North Korea cyber attack
Pyongyang has dismissed South Korea's accusations of a the pariah state launching a cyberattack as domestic political propaganda KCNA via Reuters

North Korea has denied it has carried out the recent cyberattacks on South Korea. A state newspaper described the accusations as political propaganda engineered by Seoul, and issued fresh threats of retaliation against its US-backed neighbour.

Within days after South Korea's spy agency, the National Intelligence Service (NIS), accused Pyongyang's hackers of attempting to scrape sensitive data from officials' smartphones, an editorial in Rodong Sinmun, the official newspaper of Korea's Communist Party, hit back.

"The South is claiming the North's cyberattack and using it for its own political purpose. There is nothing to expect but the sound of eating corpses from a crow's mouth. However, we cannot just overlook the South's abrupt, provocative, and heinous accusations against its neighbour," read the piece.

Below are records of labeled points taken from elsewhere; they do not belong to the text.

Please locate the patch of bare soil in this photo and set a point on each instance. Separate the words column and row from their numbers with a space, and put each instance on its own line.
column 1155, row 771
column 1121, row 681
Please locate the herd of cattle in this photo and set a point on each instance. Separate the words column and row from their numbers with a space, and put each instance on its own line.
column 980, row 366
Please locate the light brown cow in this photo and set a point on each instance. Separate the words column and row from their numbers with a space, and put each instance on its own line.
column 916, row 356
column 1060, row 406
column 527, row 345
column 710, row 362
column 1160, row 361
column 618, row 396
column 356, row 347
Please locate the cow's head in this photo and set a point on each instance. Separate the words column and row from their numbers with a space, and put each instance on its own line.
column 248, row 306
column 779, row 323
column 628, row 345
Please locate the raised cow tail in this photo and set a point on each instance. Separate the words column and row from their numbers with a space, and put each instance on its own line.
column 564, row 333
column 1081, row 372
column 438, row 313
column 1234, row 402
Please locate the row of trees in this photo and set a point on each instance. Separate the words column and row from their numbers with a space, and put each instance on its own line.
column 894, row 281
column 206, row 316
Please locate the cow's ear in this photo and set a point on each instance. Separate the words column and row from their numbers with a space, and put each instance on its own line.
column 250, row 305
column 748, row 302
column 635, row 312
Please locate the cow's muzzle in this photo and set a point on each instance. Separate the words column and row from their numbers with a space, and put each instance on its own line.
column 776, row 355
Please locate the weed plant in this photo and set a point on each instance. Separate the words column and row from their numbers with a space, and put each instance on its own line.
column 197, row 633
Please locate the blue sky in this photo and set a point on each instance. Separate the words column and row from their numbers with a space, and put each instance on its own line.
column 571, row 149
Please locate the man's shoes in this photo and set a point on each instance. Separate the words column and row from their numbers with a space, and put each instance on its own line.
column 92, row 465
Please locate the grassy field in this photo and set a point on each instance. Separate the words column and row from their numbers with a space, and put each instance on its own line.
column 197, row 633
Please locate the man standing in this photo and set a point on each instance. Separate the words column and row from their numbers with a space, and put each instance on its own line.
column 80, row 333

In the inimitable scorn-filled style of North Korea's press releases, the stinging editorial said any attempts from the outside world to tarnish the image of North Korea would be "mercilessly crushed".

"This is such shameless bulls**t from the enemy forces who are obsessed with confrontation and political slander," the article read, adding that that accusation is being used to promote Seoul's new anti-terrorism laws. North Korea was referring to a controversial bill, currently before the South Korean assembly, which critics fear could be used to settle scores with the government's political opponents.

The bellicose statements from the rogue state come amid increasing tensions on the Korean peninsula. In addition to South Korea and the US holding their annual joint wargames, one of North Korea's submarine is believed to have gone missing.